Jammu and Kashmir Infrastructure Development Finance Corporation
- Abbreviation: JKIDFC
- Formation: 2018; 8 years ago
- Type: Registered corporation under the Companies Act
- Headquarters: Jammu and Kashmir, India
- Chairperson: Arun Kumar Mehta(IAS)
- Website: https://www.jkidfc.in/

= Jammu and Kashmir Infrastructure Development Finance Corporation =

Jammu and Kashmir Infrastructure Development Finance Corporation (JKIDFC) Limited was formed in 2018 to speed-up pending, unfunded or languishing infrastructure development projects in Jammu and Kashmir. JKIDFC is a registered corporation under the Companies Act that is mandated to raise funds up to ₹8000 crore, which are guaranteed by the state government, for funding infrastructure development in Jammu and Kashmir. Some of the projects which JKIDFC is undertaking have been pending for 25 years old.
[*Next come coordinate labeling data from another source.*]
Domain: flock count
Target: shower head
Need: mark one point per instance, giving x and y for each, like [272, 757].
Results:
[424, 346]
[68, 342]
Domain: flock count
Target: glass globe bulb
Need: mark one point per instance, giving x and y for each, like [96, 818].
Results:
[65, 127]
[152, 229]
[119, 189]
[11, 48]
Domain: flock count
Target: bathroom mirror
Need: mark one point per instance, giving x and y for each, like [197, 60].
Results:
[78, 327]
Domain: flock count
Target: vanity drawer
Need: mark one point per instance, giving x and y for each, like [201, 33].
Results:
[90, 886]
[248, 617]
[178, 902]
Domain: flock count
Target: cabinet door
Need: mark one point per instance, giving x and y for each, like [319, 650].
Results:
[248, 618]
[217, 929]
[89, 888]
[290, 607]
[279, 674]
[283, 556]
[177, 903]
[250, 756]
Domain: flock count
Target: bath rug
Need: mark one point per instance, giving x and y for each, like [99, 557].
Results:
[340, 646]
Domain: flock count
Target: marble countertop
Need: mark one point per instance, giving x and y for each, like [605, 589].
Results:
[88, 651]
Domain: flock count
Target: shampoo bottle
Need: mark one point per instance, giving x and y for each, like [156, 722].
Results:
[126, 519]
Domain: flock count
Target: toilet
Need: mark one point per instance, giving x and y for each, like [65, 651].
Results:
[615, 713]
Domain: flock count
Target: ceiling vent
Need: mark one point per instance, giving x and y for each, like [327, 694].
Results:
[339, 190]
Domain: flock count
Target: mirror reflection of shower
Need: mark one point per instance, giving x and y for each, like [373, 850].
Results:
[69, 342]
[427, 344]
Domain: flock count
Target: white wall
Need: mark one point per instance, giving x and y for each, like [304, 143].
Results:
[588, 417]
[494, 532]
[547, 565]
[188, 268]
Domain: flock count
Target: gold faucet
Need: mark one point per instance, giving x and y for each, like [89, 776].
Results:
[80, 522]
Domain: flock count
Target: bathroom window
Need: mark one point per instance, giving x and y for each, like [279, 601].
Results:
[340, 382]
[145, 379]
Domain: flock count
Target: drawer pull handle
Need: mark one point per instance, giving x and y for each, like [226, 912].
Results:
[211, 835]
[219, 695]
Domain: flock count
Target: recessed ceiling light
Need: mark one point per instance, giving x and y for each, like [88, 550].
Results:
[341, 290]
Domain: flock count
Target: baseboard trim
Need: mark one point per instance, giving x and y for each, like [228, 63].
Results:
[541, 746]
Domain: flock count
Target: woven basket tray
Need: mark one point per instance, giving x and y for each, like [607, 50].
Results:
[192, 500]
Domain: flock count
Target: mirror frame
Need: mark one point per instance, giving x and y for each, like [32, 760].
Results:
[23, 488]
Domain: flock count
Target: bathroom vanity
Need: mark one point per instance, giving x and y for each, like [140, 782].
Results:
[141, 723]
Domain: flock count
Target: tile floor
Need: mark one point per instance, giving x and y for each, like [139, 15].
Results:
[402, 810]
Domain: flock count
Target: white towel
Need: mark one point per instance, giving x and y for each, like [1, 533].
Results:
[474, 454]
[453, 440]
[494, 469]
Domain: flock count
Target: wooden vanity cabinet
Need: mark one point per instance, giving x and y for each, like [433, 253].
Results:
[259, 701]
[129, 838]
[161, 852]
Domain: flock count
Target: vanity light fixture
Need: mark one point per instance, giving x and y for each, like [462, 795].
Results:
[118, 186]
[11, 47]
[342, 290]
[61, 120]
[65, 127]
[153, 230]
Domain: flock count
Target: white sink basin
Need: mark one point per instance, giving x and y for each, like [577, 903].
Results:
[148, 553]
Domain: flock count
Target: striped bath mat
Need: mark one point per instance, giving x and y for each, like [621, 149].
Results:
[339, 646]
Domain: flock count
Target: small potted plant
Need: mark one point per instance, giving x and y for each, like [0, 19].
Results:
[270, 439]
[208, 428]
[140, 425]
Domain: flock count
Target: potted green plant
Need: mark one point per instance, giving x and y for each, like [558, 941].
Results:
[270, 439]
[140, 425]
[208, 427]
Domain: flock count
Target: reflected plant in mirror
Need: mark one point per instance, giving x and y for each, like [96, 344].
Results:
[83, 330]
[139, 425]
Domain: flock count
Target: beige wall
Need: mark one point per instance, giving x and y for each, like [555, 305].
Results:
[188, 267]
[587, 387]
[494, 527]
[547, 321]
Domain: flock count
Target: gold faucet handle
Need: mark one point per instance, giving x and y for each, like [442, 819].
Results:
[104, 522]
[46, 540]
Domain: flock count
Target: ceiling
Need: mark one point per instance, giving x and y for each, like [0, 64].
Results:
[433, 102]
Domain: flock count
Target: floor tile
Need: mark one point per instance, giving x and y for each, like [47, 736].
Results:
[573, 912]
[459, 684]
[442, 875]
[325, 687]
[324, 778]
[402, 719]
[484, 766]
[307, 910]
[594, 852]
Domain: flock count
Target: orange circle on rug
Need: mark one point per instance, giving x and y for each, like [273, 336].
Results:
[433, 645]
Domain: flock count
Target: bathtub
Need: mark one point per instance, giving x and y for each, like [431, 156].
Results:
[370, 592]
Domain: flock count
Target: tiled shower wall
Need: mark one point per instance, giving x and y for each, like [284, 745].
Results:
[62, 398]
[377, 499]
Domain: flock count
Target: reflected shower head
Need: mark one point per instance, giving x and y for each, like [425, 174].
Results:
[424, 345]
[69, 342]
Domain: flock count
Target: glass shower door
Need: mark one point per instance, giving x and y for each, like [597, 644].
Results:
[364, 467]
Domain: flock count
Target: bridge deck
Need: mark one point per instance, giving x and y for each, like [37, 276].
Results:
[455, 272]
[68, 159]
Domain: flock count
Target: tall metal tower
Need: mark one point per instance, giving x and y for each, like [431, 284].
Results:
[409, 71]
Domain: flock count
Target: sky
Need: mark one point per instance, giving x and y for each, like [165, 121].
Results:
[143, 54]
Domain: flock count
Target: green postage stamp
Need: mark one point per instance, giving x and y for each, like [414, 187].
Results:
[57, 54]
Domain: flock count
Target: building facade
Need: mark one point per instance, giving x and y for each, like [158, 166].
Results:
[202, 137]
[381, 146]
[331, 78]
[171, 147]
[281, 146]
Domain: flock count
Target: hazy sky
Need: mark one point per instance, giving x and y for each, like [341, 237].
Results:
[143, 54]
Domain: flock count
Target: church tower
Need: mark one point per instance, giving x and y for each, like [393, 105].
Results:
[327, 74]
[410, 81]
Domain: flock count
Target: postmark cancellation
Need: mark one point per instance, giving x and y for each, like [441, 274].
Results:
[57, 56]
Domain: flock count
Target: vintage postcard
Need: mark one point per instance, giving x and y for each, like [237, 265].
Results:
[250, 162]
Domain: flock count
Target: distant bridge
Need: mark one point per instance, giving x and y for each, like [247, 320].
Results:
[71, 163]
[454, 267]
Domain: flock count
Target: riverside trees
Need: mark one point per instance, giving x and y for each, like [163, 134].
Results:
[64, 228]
On 9 August 2020, it was announced the that "over 600 projects of immense public importance", projects which had been left languishing for up to 25 years, had been completed. These projects include extension/construction/widening of roads, bridges, water supply schemes and flats. Other major projects included development of industrial estates, healthcare infrastructure, entrepreneurship development institutes, sports infrastructure, education infrastructure and hand pumps across the region. In financial year 2019–20, over 1200 projects worth ₹2280 crore were financed under JKIDFC.